For Strangetown, we reached out to everyone who we’d been talking to about the video thus far and asked them to pitch their narrative ideas. With a half-dozen or so treatments submitted,we met as a group to talk about them all.

We read through each person’s treatment and talked about what we liked about each of them. Then we voted to decide which of the concepts would become the “backbone” for the video — understanding that collectively we would expand on it.

Then we remembered what we were excited about with the other pieces, and looked for ways to work those themes and ideas into the backbone we chose. The result was a story about a character who travels through Strangetown, USA, taking us on a tour of the staggering wealth inequality in America.

We created opportunities for many artists to create scenes in a single video.

We knew we wanted to involve our greater artist community in co-creating Strangetown, so instead of developing the entire story moment-to-moment the way a director and cinematographer might do, we created a structure for artists to fill out: there’s a Red World and a Gold World.

Then we put a call out to hundreds of artists in the Bay Area, asking them to send us what they would like to create in these worlds. We shared the narrative and the treatment as it existed so far, and asked people what they thought.

And they thought of some weird, surreal, dark, political art.

We asked people what they wanted to do, not what they knew how to do.

Whether you’d been in the film industry for a decade, came from the immersive arts, or beginning a journey as an artist, folks were encouraged to seek out roles that excited them, regardless of current skill level. Apprenticeships sprouted as this model translated to a mix of seasoned veterans and first-time filmmakers working together in a relatively unorthodox way.

The approach to building the Strangetown production team focused on learning and supporting each other to grow as artists. Because trusting each other and working together at something new is a great way to grow as a community.

We were open to everyone’s ideas for improving the project.

During production Strangetown operated in many ways like a traditional shoot. We had a schedule.

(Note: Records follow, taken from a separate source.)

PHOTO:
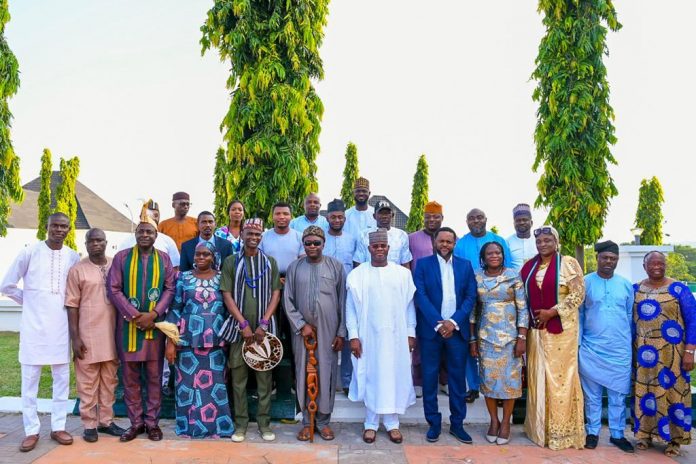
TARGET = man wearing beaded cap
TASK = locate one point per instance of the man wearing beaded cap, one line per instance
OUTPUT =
(43, 334)
(250, 286)
(522, 245)
(381, 323)
(605, 353)
(314, 301)
(360, 217)
(141, 287)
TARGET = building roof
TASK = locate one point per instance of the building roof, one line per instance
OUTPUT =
(92, 210)
(400, 218)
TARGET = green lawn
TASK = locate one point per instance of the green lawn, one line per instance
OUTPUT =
(11, 376)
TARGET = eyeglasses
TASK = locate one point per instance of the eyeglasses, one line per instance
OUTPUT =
(542, 230)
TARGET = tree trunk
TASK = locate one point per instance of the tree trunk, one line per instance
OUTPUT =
(580, 256)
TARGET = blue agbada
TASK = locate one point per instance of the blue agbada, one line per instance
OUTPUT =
(605, 332)
(469, 247)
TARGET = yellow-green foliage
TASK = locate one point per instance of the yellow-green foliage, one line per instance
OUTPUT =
(574, 120)
(220, 188)
(10, 185)
(350, 175)
(44, 194)
(273, 123)
(419, 196)
(66, 202)
(649, 214)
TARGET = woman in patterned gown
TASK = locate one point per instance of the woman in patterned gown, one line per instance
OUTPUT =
(555, 289)
(202, 407)
(665, 337)
(499, 324)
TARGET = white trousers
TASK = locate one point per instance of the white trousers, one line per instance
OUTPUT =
(30, 389)
(390, 421)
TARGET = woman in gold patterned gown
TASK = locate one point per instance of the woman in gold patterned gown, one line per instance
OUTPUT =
(555, 288)
(665, 316)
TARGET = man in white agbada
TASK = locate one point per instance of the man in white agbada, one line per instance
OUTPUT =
(43, 334)
(381, 323)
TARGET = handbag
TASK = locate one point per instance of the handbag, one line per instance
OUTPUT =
(227, 329)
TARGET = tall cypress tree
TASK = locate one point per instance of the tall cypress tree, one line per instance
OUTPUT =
(220, 188)
(350, 175)
(574, 120)
(45, 194)
(419, 196)
(10, 185)
(273, 123)
(649, 214)
(66, 202)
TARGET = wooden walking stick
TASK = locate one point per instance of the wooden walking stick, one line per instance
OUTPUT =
(312, 380)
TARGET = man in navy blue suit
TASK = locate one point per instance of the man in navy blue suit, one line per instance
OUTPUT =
(445, 295)
(206, 228)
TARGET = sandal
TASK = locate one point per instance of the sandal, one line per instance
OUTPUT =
(395, 436)
(672, 450)
(369, 435)
(303, 435)
(642, 445)
(326, 433)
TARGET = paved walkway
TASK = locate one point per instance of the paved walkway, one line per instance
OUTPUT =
(347, 448)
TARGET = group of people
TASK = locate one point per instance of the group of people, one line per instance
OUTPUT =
(406, 315)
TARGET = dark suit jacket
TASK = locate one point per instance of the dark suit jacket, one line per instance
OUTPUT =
(428, 282)
(188, 249)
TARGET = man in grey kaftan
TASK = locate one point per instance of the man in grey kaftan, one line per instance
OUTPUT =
(314, 300)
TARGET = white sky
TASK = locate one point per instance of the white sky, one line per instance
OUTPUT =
(122, 85)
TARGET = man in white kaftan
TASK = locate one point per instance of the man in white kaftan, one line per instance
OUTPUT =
(43, 334)
(381, 323)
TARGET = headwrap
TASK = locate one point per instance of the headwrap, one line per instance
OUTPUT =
(522, 209)
(336, 205)
(146, 216)
(433, 207)
(383, 204)
(379, 236)
(549, 229)
(607, 246)
(361, 182)
(213, 250)
(253, 223)
(314, 230)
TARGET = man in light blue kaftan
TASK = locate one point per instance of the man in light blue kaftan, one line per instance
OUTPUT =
(605, 346)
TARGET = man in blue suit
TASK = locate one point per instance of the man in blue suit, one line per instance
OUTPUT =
(206, 228)
(445, 295)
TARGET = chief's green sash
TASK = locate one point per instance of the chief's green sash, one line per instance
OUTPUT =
(134, 276)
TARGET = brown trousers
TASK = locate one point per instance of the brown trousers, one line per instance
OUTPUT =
(96, 385)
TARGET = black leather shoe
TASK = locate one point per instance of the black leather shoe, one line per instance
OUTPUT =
(90, 435)
(112, 429)
(623, 444)
(132, 432)
(154, 433)
(591, 441)
(471, 396)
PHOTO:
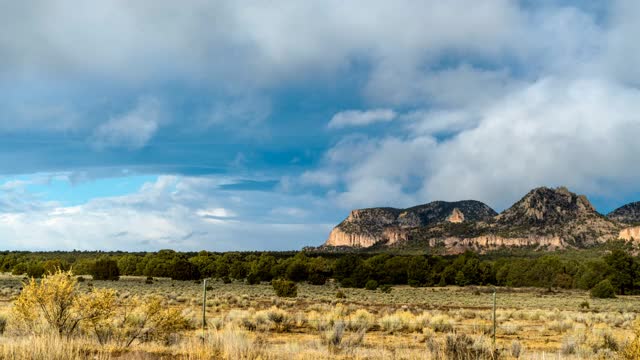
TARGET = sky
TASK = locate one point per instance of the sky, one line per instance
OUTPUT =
(252, 125)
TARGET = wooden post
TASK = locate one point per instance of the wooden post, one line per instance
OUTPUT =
(204, 308)
(494, 318)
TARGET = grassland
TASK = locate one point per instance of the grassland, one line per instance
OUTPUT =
(246, 321)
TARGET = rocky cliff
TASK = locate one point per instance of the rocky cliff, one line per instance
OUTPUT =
(544, 218)
(630, 234)
(366, 227)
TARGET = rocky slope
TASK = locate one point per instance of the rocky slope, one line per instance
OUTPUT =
(544, 218)
(366, 227)
(628, 214)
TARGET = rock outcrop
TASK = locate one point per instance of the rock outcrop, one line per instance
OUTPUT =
(456, 216)
(366, 227)
(630, 234)
(455, 245)
(544, 218)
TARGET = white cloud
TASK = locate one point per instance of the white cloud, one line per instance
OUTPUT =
(131, 130)
(181, 213)
(557, 131)
(360, 118)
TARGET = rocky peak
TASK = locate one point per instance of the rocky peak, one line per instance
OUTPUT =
(629, 213)
(548, 206)
(364, 227)
(456, 216)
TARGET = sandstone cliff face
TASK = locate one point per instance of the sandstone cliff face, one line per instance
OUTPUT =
(366, 227)
(544, 218)
(456, 216)
(338, 237)
(630, 234)
(454, 245)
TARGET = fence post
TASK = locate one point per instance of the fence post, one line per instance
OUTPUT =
(494, 318)
(204, 307)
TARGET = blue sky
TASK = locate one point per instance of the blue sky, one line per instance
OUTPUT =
(226, 125)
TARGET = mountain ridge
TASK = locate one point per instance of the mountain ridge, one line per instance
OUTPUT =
(544, 218)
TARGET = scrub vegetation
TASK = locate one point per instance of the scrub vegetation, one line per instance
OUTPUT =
(319, 306)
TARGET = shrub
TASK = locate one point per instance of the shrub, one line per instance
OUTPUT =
(463, 347)
(253, 278)
(19, 269)
(584, 305)
(105, 269)
(371, 285)
(317, 278)
(35, 270)
(285, 288)
(56, 301)
(603, 290)
(632, 349)
(516, 349)
(3, 324)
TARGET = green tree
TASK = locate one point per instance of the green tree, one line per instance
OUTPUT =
(603, 290)
(105, 269)
(623, 270)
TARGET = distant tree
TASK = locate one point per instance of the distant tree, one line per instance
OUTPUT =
(345, 266)
(52, 265)
(182, 269)
(297, 271)
(128, 264)
(105, 269)
(285, 288)
(35, 269)
(19, 269)
(371, 285)
(603, 290)
(418, 271)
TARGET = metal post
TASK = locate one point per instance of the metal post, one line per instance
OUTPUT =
(204, 307)
(494, 318)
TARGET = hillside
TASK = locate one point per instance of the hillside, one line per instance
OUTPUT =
(544, 218)
(366, 227)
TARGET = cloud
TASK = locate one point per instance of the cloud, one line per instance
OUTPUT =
(360, 118)
(131, 130)
(182, 213)
(556, 131)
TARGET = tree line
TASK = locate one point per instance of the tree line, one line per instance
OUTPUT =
(618, 267)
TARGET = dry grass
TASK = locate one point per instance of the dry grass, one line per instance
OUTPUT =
(249, 322)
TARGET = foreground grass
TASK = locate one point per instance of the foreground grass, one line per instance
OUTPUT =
(409, 323)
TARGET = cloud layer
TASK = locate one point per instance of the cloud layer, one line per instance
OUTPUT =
(262, 123)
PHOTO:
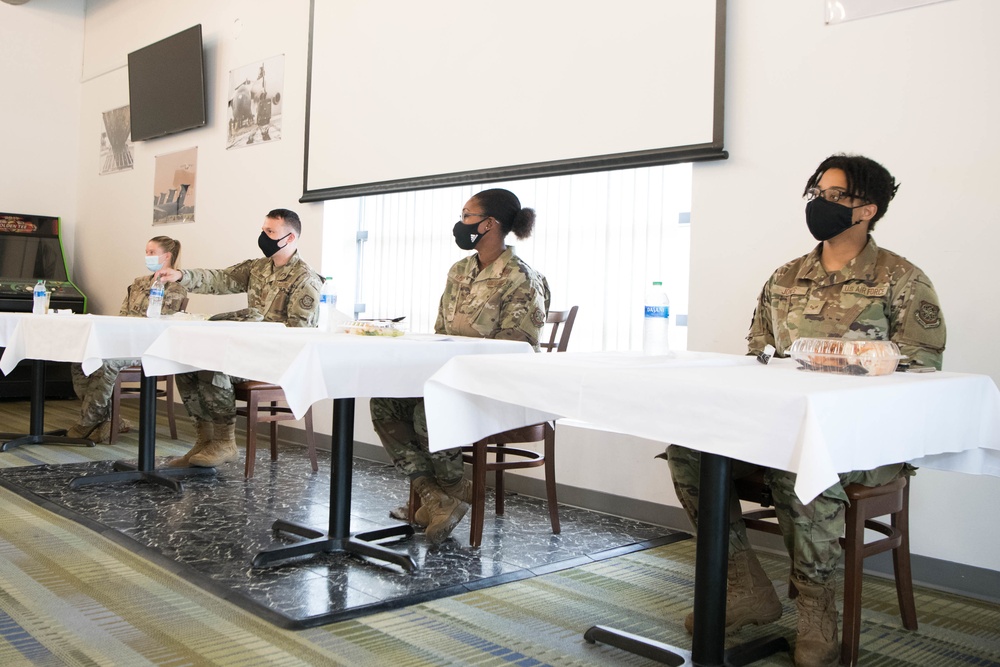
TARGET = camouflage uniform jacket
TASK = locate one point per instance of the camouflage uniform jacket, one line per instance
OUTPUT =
(137, 297)
(507, 300)
(288, 293)
(877, 296)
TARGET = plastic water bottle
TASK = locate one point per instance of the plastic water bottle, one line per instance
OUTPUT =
(656, 323)
(41, 301)
(155, 299)
(327, 304)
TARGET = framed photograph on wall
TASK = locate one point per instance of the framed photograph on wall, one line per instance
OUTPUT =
(116, 141)
(174, 187)
(255, 92)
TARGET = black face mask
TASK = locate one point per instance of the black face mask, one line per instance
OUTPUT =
(466, 236)
(268, 245)
(827, 219)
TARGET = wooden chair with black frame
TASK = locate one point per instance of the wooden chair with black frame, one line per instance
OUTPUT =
(262, 399)
(497, 445)
(127, 386)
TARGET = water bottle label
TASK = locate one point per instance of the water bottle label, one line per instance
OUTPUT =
(658, 311)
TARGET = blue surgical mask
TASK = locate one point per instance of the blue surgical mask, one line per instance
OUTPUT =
(154, 262)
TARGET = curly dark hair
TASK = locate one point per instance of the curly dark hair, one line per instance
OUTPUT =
(505, 208)
(867, 180)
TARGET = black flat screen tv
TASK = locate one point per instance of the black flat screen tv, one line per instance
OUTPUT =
(166, 86)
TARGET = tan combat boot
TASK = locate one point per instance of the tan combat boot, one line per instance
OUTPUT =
(205, 433)
(443, 511)
(816, 642)
(750, 596)
(221, 449)
(462, 490)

We called out “places” and “action” and “cut.”

But the collaborative spirit we found in pre-production held true during production, too. There are a lot of decisions that get made on the fly during a shoot, but the atmosphere on set encouraged everyone — whether you were a PA or a producer — to contribute ideas and stay involved.

Things like having the white suit presented to Pancho in Consumerland, for example, or even to have the protester from the Red World sneak into the Gold World and hand Pancho the gun, these were the kinds of ideas that would come up from “below the line,” during the shoot.

We toppled capitalism.

Okay, that last claim might be ahead of its time. But we made a beautiful, biting critique of the inequality plaguing our world, and we did it in a way that valued the contributions and creative input of all of our cast and crew.